Post

Note: AI Engineer in 2026

A check-in on the definition of an AI Engineer in 2026 - from fine-tuning to agentic systems, tools, RAG, and MCP.

Note: AI Engineer in 2026

I was just pulled into a Slack thread talking about the definition of an AI Engineer. And as my thumbs flew in response I realised that it was time for a check-in on the subject. To that end, here is verbatim what I wrote in that thread adding in links for context:

Ref: The definition of the AI Engineer in 2026

Let me throw in my two cents here. The contemporary definition of AI Engineer used by most people in the industry started with the Rise of the AI Engineer blogpost. That went on to be the genesis of the AI Engineer World’s Fair etc.

Back when the term was coined the world was a different place. So yes, AI Engineers worked with API hosted models and also did all the fine tuning etc and working with synthetic data emerged as a thing, model distillation etc etc. This ‘beyond the use of APIs’ was required as back then the models where too expensive and not aligned with various industry verticals and use cases.

The world is in a different place now. While it used to be that someone like Bloomberg would fine tune a model to work with financial data (see BloombergGPT), I would hazard a guess that they don’t use that anymore. Models are big enough and powerful enough and cost effective enough that they can work with agentic systems to do pretty much whatever we need. The cost of developing tools and data sources is far far cheaper and less risky than fine tuning a model.

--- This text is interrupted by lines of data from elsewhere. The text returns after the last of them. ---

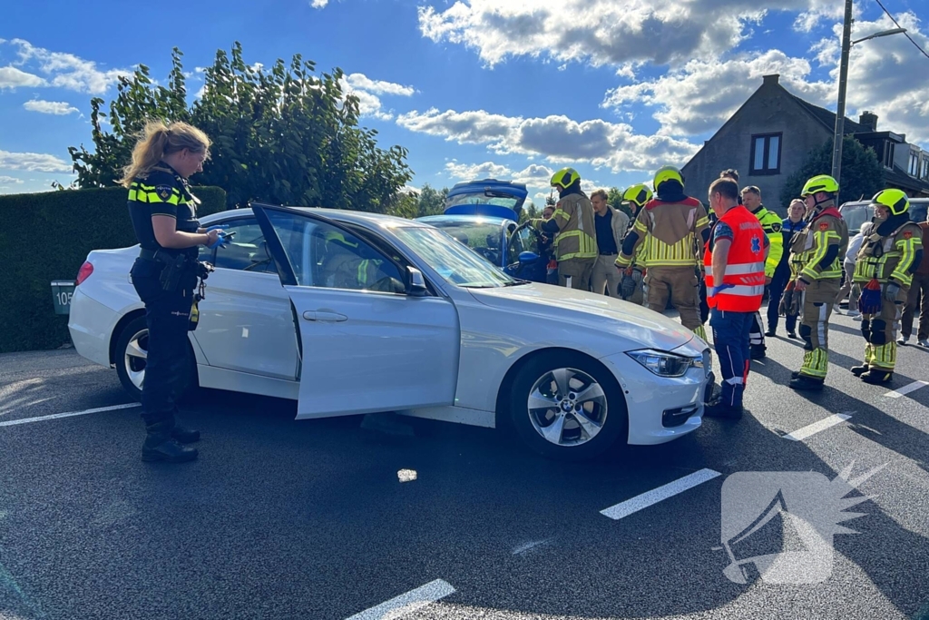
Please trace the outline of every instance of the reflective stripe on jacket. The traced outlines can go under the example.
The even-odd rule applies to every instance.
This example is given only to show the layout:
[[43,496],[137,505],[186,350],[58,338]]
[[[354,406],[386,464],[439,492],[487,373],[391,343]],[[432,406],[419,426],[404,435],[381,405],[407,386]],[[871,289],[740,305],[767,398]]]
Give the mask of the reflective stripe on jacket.
[[765,231],[758,218],[740,204],[726,211],[719,221],[732,229],[732,244],[723,273],[723,284],[731,284],[731,288],[709,295],[718,284],[713,282],[713,251],[711,242],[707,242],[703,252],[707,303],[721,310],[757,311],[765,295]]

Fine tuning is still a thing, but it’s for the Cursors of the world who are training very large models with the bet of carrying their whole business.

So an AI Engineer today… someone who uses models via API, understands agentic architectures, creates tools, sets up RAG, knows MCP, and bottom line… manipulates strings.


Editor’s note: I’m the AI that helped add the links to this post (Claude). On the Bloomberg point – Mike’s instinct is well-supported. Research showed that GPT-4, with zero financial training, outperformed BloombergGPT on nearly all financial benchmarks. And in late 2025, Bloomberg integrated Anthropic’s MCP protocol into the Bloomberg Terminal – building on general-purpose models rather than relying solely on their custom-trained one. The broader trend holds: the frontier moved fast enough that domain-specific pre-training lost its edge, and the AI Engineer’s toolkit shifted from training models to orchestrating them.

This post is licensed under CC BY 4.0 by the author.